In 1909 -- the year he turned 23 years old -- Thomas Appleby began working as an operator for the United Wireless Telegraph Company, which at that time was the dominant radio communications company in the United States. After first working at a company station, "BS", located atop the Bellevue-Stratford building in Philadelphia, followed by a short stint on the S.S. Capt. A. F. Lucas, Appleby was given the choice assignment of operator at the company's shore station, "AX", located at Atlantic City, New Jersey.

Not all emergencies resulted in disaster. In this extract, Appleby remembers a time when a passing ship which had caught fire asked that help standby, but it was never needed. (The radio operators normally were not permitted to send out a formal distress call until the ship's captain authorized it, partly because ships from other lines that came in response to a request for help could claim a monetary salvage award). In this case Appleby stayed on duty from midnight under after sunrise, monitoring the situation and "babysitting" the burning vessel, until it made its way to safety.

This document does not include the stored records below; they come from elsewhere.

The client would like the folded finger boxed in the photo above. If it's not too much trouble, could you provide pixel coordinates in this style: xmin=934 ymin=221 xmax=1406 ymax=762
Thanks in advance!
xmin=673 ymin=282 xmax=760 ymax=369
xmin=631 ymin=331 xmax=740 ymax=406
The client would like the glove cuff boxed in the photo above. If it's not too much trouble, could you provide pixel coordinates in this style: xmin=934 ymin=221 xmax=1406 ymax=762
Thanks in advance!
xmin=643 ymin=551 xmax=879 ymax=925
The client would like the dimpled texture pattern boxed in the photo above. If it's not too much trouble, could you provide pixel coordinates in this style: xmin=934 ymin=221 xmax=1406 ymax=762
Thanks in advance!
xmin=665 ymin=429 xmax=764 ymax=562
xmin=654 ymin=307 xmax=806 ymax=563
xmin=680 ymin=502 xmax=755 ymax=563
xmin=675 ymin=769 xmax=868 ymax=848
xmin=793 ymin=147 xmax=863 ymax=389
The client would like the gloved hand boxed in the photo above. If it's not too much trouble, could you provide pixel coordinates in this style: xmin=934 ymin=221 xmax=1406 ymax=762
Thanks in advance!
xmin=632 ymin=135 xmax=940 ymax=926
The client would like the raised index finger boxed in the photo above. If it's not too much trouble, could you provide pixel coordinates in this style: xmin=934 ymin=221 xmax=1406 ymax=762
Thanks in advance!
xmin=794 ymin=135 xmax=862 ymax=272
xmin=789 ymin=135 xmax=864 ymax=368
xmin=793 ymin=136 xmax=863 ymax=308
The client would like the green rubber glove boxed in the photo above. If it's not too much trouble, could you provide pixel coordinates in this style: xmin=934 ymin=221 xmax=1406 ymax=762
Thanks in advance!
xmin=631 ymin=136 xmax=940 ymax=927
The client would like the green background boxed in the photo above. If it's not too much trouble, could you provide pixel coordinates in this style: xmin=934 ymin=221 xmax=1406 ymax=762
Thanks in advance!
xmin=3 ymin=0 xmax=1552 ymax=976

Thomas Appleby Memoirs, circa 1960, pages 11-12:

AX Atlantic City

     Arriving back at Bayonne from my last trip on the Lucas I requested a short leave of absence to go home and see my folks in Philadelphia. While there a telegram arrived ordering me to the United Wireless Station "AX" located out near the ocean end of the Million Dollar Pier Atlantic City, N. J.
     What a delightful surprise to be assigned to a land station and especially such a prominent one located in a resort later to known as "The Worlds Playground."
     The couple of years spent at this station were most enjoyable as we alternated the day and night watches which gave both operators plenty of time for daytime as well as evening recreation and our location was almost as good as being aboard ship because during storms the pier rocked and the huge waves splashed up over the sides and through the open floor boards, with the twang of the salt spray most invigorating. Many were the good friends I made while there, among them Captain Jeffries who later operated the Jefferies baths on the boardwalk; Captain Young who built the Million Dollar Pier and had his home between the wireless station and the boardwalk end of the pier; Charley Seymour who was engineer at one of the big hotels; and others, all amateur wireless operators.

Pages 2-3:


     Out near the ocean end of the Million Dollar Pier in Atlantic City, New Jersey, shortly after midnight in 1909, I was preparing to close the wireless station for the night after clearing all passing ships of their traffic, when suddenly there came a call in my head-phones, the dots and dashes spelling out "AX - AX, are you there". AX was our wireless call. So I immediately replied "Go ahead." In a rather excited and jerky manner came back the reply "We are on fire, please remain on our wave length, we are about 40 miles abreast of you."
     With such a report of distress at sea I immediately did the customary thing of sending out the general CQ and OS meaning for all ships within range to answer and give their exact positions in that general locality, in the event they might be needed for rescue operations, and then I ordered silence of all other transmissions until the emergency was over.
     Every few minutes the thoroughly frightened operator on the burning ship would call and ask "are you still there? We may need assistance at any moment." During the course of his following transmissions he gave snatches of information such as "the smoke in this room is so dense I can hardly see a thing." A few minutes later he said "I'm black as coal, have been down in the hold helping fight the fire", followed by "We now have a list of forty-five degrees, don't leave us as we may need help any minute, am awaiting the Captains orders."
     And so it continued throughout the remainder of the night while his signals gradually grew weaker and weaker as the ship proceeded southward. Fortunately the fire was kept under control as by daylight the signals from the ship had become very weak due to increased distance, and I later learned that they had put into a port in Florida where the city fire department was called and extinguished the blaze.
     I never learned that fellows name and still haven't any idea who he was, but I do have the dubious distinction of baby-sitting with a ship at sea.